Essar Oil UK, operator of the Stanlow refinery in northwest England, on Friday said it has tied up USD 850 million in a new financing deal to fully replace a credit facility that had recently had its terms altered by a bank.
The operator of the 204,000 barrels per day Stanlow refinery in recent weeks faced "short term financial disruption" from the changed terms of the now-replaced credit facility.
In a statement, the firm said "it has closed new financial arrangements of over USD 850 million. This has allowed Essar Oil UK to replace its former credit facility as well as access additional capital, thereby strengthening its financial position".
The funding is made up of liquidity from a diversified range of sources, including bilateral arrangements with many of its key customers on enhanced payment terms and other long-term financings, linked primarily to crude supply, it said without giving details.
At least some of the firm's credit-linked crude purchase arrangements have shifted in recent months. Also, Essar Oil UK's (EOUK) chief executive Stein Ivar Bye departed in March after only five months in the job.

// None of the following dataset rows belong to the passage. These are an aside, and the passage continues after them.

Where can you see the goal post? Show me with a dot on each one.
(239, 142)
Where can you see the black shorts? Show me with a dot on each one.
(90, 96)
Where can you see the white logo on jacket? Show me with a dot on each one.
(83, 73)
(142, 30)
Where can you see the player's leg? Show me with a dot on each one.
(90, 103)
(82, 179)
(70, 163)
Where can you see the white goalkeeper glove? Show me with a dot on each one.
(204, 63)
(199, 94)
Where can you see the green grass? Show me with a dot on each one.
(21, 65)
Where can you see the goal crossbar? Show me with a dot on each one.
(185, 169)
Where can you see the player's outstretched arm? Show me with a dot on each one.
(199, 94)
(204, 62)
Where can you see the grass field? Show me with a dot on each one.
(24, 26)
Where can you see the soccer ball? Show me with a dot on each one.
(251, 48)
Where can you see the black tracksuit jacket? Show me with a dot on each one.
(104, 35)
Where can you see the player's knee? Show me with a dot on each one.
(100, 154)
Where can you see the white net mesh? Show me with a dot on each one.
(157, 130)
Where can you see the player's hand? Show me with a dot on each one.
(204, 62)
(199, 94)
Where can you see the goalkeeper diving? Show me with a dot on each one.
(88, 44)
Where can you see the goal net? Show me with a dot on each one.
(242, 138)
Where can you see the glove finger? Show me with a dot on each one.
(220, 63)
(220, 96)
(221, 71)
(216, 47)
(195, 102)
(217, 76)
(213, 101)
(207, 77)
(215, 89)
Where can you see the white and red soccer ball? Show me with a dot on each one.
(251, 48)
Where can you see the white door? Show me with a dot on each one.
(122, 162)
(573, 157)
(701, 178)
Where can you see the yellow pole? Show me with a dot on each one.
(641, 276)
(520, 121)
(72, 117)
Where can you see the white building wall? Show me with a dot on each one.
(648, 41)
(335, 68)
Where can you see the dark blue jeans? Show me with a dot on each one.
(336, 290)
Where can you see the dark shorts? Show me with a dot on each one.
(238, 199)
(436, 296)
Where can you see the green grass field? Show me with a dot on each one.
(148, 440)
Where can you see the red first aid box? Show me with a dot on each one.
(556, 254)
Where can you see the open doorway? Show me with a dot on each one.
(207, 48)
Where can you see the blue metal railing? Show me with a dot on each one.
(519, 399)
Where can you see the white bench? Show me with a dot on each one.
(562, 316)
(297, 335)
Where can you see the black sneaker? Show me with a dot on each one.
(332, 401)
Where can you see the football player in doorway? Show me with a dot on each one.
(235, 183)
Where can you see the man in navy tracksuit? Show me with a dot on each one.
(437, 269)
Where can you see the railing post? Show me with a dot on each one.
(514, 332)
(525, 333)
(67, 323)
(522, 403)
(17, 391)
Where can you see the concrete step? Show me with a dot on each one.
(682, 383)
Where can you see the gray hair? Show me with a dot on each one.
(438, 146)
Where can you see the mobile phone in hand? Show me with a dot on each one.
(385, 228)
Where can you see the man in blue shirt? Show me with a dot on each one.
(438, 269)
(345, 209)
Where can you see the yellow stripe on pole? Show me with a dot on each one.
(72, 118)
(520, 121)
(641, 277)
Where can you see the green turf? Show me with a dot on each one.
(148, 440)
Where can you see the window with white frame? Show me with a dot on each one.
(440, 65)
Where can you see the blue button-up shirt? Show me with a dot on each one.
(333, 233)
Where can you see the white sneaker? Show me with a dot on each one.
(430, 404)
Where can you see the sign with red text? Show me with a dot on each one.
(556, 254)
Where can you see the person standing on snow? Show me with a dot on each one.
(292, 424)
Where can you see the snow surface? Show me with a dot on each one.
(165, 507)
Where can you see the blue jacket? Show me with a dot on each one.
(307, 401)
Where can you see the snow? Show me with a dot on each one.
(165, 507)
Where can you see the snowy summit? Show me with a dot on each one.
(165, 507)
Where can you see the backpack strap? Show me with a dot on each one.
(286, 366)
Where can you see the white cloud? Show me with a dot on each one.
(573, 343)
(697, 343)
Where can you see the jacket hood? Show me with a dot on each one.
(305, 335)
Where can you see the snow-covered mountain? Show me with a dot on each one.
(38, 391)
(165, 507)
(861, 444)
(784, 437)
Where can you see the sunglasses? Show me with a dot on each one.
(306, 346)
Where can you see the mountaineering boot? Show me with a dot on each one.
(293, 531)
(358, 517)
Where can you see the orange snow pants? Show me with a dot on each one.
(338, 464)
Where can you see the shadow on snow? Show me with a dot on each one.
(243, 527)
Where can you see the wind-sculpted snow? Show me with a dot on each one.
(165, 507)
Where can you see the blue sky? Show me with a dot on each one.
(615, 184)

"With these financial arrangements now in place, EOUK has more low-cost liquidity to meet its upcoming requirements, and can continue to focus its energies on its transition to become a 'low carbon energy provider' of the future," the statement said.
The company is already working on delivering two blue hydrogen production hubs at Stanlow, which will attract 750 million pounds in total investment. Follow-on capacity growth is planned to work towards the Government's new target of 5GW of low carbon hydrogen for power, transport, industry and homes. Stanlow is committed to reaching 80 per cent of the government-set targets, it said.
In addition, it remains committed to delivering the necessary operational cost reductions at the refinery over the course of the coming year in order to help secure its long-term future and to ensure it remains competitive in its traditional refining business.
EOUK has also recently completed a review and update of its corporate governance and its Board has adopted the recommendations arising out of that review process, which included independent input from Ashurst LLP.
"As a result of that process, the board has committed to appointing two independent non-executive directors to the board," the statement said.
Commenting on the recent developments, Chairman Prashant Ruia said: "Securing this financing demonstrates the confidence all our stakeholders have in our long-term vision for Stanlow." "We believe this confidence will be further bolstered by the updates we have made to our corporate governance, which includes a commitment to appoint two new independent non-executive directors to our board. These appointments will further enhance our overall governance and risk assessment processes, as well as providing insights and strategic inputs to the business as it continues its transition to low carbon operations."